The information from police says the doctor was there for close to an hour when Robinson began having a seizure. The convulsions from the seizure lasted less than a minute, according to the report.
“At this point the patient’s friend, named Wenter Donovan, called 911 to request an ambulance,” according to the Observer’s Spanish to English translation of the report. This was around 4:20 p.m.
“In the meantime, the patient presented with difficulty breathing and a lowered pulse, and they gave her rescue breaths.”
The doctor, along with a friend, began administering CPR at 4:49 p.m. when Gutierrez detected Robinson had stopped having a pulse.
Police arrived and talked with the doctor who was treating Robinson at 5:25 p.m. It’s not clear from the information in the police report exactly what time an ambulance arrived from the 911 call.
The report information indicates paramedics “administered a total of 14 rounds of CPR, five doses of adrenaline and six discharges (AED shocks) without success.”

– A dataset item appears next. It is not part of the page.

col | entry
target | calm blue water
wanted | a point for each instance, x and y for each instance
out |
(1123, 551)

Unable to revive Robinson, Gutierrez “declared her dead at 5:57 p.m.,” according to the report excerpt.
The police report information lists “deceased person (cardiopulmonary arrest)“ as the reason police were called.
How did Robinson die?
Sallamondra Robinson, Shanquella’s mother, told news outlets that each friend from the trip has a different story and they initially told her that her daughter had alcohol poisoning.
Official autopsy reports list the cause of death as “severe spinal cord injury and atlas luxation.”
Mexican authorities are investigating Robinson’s death as a possible femicide, the State Attorney General’s Office of Baja California Sur announced in a statement Thursday, according to ABC News. Femicide is “the gender-based murder of a woman or girl by a man, according to Merriam Webster’s dictionary.
The FBI began investigating Robinson’s death amid the conflicting reports, the agency confirmed in a statement Friday to The Charlotte Observer and other outlets.
A video of a fight has gone viral and Robinson’s mother told CBS News she recognizes her daughter in the footage.
The footage shows a naked woman, barely verbal, being hit and punched in the face multiple times by another woman until she falls to the ground. A person not seen in the video is heard saying “Quella can you at least fight back?” The FBI says they have seen the video.
Family seeks answers
Robinson’s sister Quilla Long said in a statement published to gofundme, the family will continue to investigate what happened and they are raising funds for legal fees.
“The United States State Department released a statement claiming “no clear evidence of foul play,” yet there is a video circulating of a woman violently attacking Shanquella,” Long said. “This statement is unacceptable, and we are beyond devastated. We continue to fight for the truth.”
As of Monday morning, the page had raised $354,422. This included a $50,000 donation from Brooklyn Nets player Kyrie Irving.
Hundreds of community members attended Robinson’s funeral on Nov. 19 and loved ones wore pink in her honor.
Her casket, wrapped with photos of her, was pulled into the Macedonia Baptist Church by a horse drawn carriage. Her loved ones signed the casket before she was laid to rest.